Federal employees’ retirement investments rounded out the year with four consecutive months of gains. The F Fund (fixed income) was the only one to finish the year in the red, dropping 0.56 percent in December and 1.68 percent during the last 12 months, according to the latest numbers.
The S Fund, which is invested in small and midsize companies and tracks the Dow Jones Wilshire 4500 Index, had the strongest December, gaining 2.94 percent during the month. It was also the top performer of the year, ending 2013 up 38.35 percent.
The C Fund, invested in common stocks, also had a good year, jumping 32.45 percent in 2013 and gaining 2.54 percent in December. The I Fund, which invests in international stocks, ended the year up 22.13 percent, increasing 1.51 percent last month.
The G Fund, invested in government securities, continued its modest growth in December, increasing 0.19 percent and gaining 1.89 percent during 2013.
The L Funds -- designed to move investors to less risky portfolios as they near retirement -- all yielded across-the-board positive returns in 2013. The L Income Fund for TSP participants who already have started withdrawing money gained 0.58 percent in December. L 2020 increased 1.25 percent last month; L 2030 gained 1.56 percent; L 2040 was up 1.77 percent; and L 2050 saw a 1.98 percent boost.

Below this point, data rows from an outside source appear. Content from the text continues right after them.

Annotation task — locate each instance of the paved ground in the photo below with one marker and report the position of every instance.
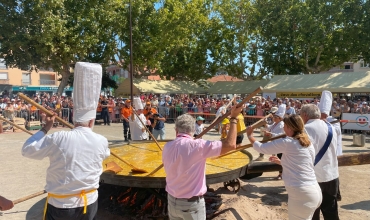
(21, 176)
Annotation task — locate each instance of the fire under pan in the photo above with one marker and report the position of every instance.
(146, 155)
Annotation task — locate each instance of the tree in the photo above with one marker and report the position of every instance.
(56, 33)
(232, 38)
(305, 36)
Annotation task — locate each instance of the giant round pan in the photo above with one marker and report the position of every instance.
(146, 155)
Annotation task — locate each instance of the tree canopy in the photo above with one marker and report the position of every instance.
(186, 39)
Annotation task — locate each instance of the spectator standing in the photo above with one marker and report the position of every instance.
(186, 184)
(289, 109)
(157, 122)
(355, 109)
(326, 169)
(154, 102)
(365, 108)
(304, 194)
(259, 108)
(199, 126)
(105, 111)
(111, 106)
(126, 112)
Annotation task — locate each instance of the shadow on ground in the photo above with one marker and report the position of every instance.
(363, 205)
(36, 211)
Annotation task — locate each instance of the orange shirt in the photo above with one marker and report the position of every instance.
(99, 107)
(126, 112)
(145, 112)
(33, 108)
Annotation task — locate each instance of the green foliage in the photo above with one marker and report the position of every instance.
(306, 36)
(186, 39)
(56, 33)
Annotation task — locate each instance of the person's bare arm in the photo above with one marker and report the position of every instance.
(229, 143)
(5, 204)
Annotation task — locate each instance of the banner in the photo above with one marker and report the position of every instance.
(298, 94)
(362, 124)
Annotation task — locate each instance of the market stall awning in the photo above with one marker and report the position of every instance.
(159, 87)
(334, 82)
(238, 87)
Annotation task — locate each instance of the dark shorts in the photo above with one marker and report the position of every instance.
(239, 138)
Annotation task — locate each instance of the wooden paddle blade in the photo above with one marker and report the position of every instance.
(112, 167)
(137, 170)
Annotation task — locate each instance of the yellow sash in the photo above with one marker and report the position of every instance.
(82, 195)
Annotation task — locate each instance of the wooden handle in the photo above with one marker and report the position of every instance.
(29, 197)
(227, 106)
(15, 125)
(250, 145)
(42, 108)
(156, 170)
(228, 113)
(150, 133)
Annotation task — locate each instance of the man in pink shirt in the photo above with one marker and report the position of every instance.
(184, 161)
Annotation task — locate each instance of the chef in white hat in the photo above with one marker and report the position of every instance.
(276, 129)
(138, 131)
(75, 156)
(326, 102)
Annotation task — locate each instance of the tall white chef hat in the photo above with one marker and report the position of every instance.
(281, 111)
(326, 102)
(86, 90)
(138, 104)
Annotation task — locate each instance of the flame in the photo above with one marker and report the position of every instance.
(133, 200)
(125, 199)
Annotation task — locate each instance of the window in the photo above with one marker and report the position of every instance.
(2, 64)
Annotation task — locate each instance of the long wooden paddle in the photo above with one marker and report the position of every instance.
(255, 92)
(111, 166)
(246, 99)
(42, 108)
(15, 125)
(29, 197)
(134, 169)
(150, 133)
(226, 107)
(249, 145)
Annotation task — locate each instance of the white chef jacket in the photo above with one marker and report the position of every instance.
(136, 128)
(327, 169)
(297, 161)
(276, 129)
(76, 159)
(339, 134)
(198, 128)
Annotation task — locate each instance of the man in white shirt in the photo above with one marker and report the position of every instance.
(138, 131)
(326, 169)
(75, 156)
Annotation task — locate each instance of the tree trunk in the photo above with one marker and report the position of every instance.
(65, 77)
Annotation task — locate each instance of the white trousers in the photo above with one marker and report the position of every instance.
(303, 201)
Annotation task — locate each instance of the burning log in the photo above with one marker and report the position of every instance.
(144, 203)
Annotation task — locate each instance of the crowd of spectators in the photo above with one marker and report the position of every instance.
(169, 106)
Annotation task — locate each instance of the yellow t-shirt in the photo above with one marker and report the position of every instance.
(240, 126)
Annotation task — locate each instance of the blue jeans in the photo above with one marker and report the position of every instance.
(160, 133)
(181, 209)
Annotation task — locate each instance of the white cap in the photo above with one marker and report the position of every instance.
(137, 103)
(281, 111)
(86, 90)
(326, 102)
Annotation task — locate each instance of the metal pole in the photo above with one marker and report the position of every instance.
(131, 59)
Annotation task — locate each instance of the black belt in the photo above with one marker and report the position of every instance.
(192, 199)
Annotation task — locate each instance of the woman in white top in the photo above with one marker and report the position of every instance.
(297, 161)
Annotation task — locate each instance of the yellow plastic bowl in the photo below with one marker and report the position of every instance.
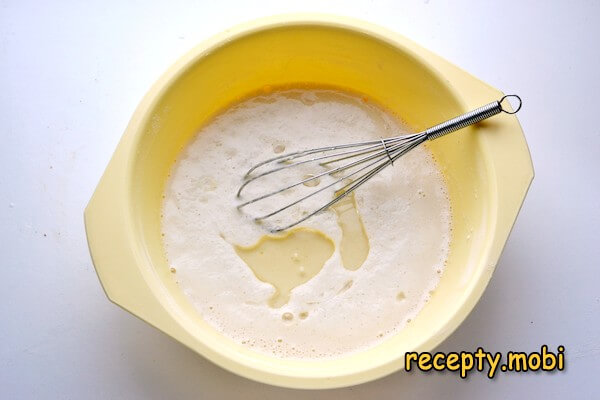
(488, 171)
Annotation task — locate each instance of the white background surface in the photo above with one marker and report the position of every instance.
(71, 75)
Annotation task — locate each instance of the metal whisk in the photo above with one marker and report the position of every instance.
(350, 165)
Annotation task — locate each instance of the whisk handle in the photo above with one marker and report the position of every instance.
(470, 118)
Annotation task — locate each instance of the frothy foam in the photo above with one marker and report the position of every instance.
(404, 209)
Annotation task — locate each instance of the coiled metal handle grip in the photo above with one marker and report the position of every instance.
(472, 117)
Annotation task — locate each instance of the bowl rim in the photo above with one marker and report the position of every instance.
(141, 117)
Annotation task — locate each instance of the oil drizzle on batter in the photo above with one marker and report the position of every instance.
(354, 247)
(287, 261)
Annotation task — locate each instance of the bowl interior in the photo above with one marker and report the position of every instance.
(320, 55)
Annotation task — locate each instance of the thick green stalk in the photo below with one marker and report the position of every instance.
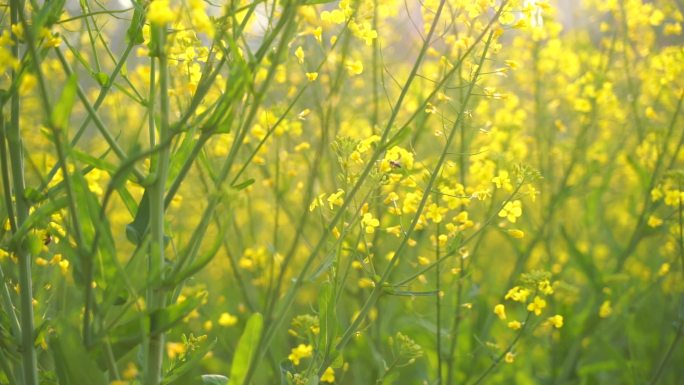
(160, 166)
(28, 354)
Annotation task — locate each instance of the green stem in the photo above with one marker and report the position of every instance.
(160, 166)
(28, 353)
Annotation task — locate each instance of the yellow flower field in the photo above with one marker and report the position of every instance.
(307, 192)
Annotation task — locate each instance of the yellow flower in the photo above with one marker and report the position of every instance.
(511, 211)
(664, 269)
(227, 319)
(354, 67)
(318, 201)
(515, 233)
(605, 310)
(300, 352)
(335, 199)
(500, 311)
(299, 53)
(328, 376)
(537, 305)
(518, 294)
(556, 321)
(654, 221)
(503, 181)
(175, 349)
(509, 358)
(369, 223)
(435, 213)
(131, 371)
(160, 13)
(423, 261)
(545, 287)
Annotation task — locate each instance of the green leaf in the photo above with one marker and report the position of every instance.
(214, 379)
(48, 15)
(244, 353)
(62, 111)
(176, 375)
(102, 79)
(134, 34)
(136, 229)
(243, 185)
(327, 314)
(398, 137)
(73, 364)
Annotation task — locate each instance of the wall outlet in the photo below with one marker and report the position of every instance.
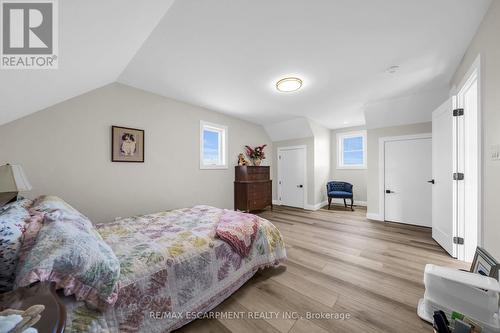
(495, 152)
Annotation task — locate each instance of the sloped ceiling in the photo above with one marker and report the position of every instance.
(226, 55)
(97, 39)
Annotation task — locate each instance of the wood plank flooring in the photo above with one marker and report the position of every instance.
(338, 263)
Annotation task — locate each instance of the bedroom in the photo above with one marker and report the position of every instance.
(178, 89)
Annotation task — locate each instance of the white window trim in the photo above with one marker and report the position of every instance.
(340, 150)
(224, 130)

In 2013, L Income was up 6.97 percent; L 2020, 16.03 percent; L 2030, 20.16 percent; L 2040, 23.23 percent; and L 2050, 26.20 percent.
With the recent boom in the market, many TSP participants have shifted their investments away from the G Fund -- considered the plan’s safest offering -- into equity funds. TSP officials, however, have said feds may be “chasing the market,” a troubling sign not seen since the months leading up to the 2008 market crash.